500th post! [smiley=mexicanwave.gif]

Whats with the strap holding the bonnet down while open?

Those seats look insane!! :twisted: :twisted: :twisted:

What do you do with the front number plate as its a daily driver? :?


----------



## vfunk (Dec 28, 2006)

prt225TT said:


> 500th post! [smiley=mexicanwave.gif]
> 
> Whats with the strap holding the bonnet down while open?
> 
> ...


The strap was just on for the show to hold the bonnet into a position. Its removed before driving..

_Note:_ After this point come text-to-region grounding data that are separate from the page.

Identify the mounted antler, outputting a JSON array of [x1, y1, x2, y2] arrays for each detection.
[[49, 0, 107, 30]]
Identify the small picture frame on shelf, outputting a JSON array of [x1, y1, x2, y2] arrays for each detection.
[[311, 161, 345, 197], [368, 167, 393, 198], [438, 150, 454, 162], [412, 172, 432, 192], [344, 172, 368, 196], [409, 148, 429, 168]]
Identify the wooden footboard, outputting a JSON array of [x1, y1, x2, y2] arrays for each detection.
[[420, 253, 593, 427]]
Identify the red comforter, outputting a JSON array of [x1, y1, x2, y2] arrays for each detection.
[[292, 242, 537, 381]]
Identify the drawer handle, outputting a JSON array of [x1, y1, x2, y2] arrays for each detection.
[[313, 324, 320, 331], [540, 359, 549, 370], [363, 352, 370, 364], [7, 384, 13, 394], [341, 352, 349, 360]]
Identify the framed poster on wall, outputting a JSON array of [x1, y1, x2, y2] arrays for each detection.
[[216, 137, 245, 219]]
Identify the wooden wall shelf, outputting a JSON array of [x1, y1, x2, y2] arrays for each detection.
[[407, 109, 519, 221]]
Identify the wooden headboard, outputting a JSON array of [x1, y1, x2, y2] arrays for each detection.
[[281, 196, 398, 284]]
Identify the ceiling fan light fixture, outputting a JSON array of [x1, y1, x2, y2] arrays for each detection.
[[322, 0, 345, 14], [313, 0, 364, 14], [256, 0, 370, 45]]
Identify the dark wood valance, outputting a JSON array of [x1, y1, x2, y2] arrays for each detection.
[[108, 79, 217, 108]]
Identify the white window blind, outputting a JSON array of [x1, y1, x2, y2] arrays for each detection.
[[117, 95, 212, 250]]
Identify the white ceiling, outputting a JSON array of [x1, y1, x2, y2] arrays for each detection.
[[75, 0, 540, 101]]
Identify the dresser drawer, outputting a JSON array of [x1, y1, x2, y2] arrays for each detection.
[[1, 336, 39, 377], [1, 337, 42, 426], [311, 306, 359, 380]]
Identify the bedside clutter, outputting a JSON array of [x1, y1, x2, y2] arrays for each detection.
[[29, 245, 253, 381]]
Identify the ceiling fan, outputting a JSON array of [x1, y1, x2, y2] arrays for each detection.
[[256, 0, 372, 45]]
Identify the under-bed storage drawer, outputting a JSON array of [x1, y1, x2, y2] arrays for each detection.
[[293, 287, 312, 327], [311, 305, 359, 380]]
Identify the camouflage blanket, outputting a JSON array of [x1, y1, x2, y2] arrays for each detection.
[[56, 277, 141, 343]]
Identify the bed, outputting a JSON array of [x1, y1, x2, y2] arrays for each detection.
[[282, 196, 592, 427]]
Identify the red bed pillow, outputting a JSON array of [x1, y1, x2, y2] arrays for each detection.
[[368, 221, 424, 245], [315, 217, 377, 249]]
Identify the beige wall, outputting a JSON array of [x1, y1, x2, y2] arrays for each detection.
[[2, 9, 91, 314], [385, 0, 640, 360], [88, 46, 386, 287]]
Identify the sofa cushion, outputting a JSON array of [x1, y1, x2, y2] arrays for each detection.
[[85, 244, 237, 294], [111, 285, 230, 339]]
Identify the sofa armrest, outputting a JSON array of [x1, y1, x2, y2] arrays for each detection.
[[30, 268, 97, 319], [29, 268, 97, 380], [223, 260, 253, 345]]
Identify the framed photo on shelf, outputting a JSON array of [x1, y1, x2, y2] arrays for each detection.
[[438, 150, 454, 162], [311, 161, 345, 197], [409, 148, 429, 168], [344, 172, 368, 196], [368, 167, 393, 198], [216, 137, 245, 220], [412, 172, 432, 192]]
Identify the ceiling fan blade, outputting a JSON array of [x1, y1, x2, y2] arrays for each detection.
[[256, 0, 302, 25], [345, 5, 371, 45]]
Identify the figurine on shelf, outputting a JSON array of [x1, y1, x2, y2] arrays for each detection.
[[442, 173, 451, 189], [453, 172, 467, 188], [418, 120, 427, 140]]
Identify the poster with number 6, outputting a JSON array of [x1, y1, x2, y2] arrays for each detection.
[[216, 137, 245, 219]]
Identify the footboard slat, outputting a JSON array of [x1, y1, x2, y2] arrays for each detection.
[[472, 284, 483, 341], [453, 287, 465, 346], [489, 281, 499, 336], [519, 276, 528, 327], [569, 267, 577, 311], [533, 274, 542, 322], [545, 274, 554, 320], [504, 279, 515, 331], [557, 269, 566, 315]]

Front number plate fits onto the mesh in the lower section of the bumper.


----------



## prt225TT (May 7, 2007)

How much did the seats set you back? I'm sitting down... :wink:


----------



## vfunk (Dec 28, 2006)

This months a far nicer set of pictures and write up...


----------



## Leon (Jun 24, 2007)

vfunk said:


> This months a far nicer set of pictures and write up...
> 
> Darren, how is that nice young beardless chap that "works" for you?? lol!


----------



## ElegantSpoon.Co.Uk (Feb 4, 2007)

Anymore of those pictures in higher ress?? Looking fantastic!! 8)


----------



## vfunk (Dec 28, 2006)

Im just uploading a few now, There's some fantastic pictures there if i say so my self


----------



## vfunk (Dec 28, 2006)

A few more pictures for you -

Klassic TT - Shoot for Golf+


----------



## RenZo (Feb 14, 2006)

great pics... love it!


----------



## ElegantSpoon.Co.Uk (Feb 4, 2007)

Amazing pictures!!!

Have you got any of the max power ones?


----------



## bristewart (Jul 31, 2006)

Some awesome pics in that photo shoot [smiley=dude.gif]


----------



## vfunk (Dec 28, 2006)

Now sold... Thanks for all the help Guys..


----------



## GsTTar (Feb 14, 2007)

Aw Really?

:evil: :evil: So what's next? :evil: :evil:


----------



## Beltway (Jan 5, 2008)

Well done!

What's with the flux capacitor in the trunk (boot)?


----------



## rustyintegrale (Oct 1, 2006)

vfunk said:


> A few more pictures for you -
> 
> Klassic TT - Shoot for Golf+


That is a blinding image! Where were these shot?

Cheers

Rich


----------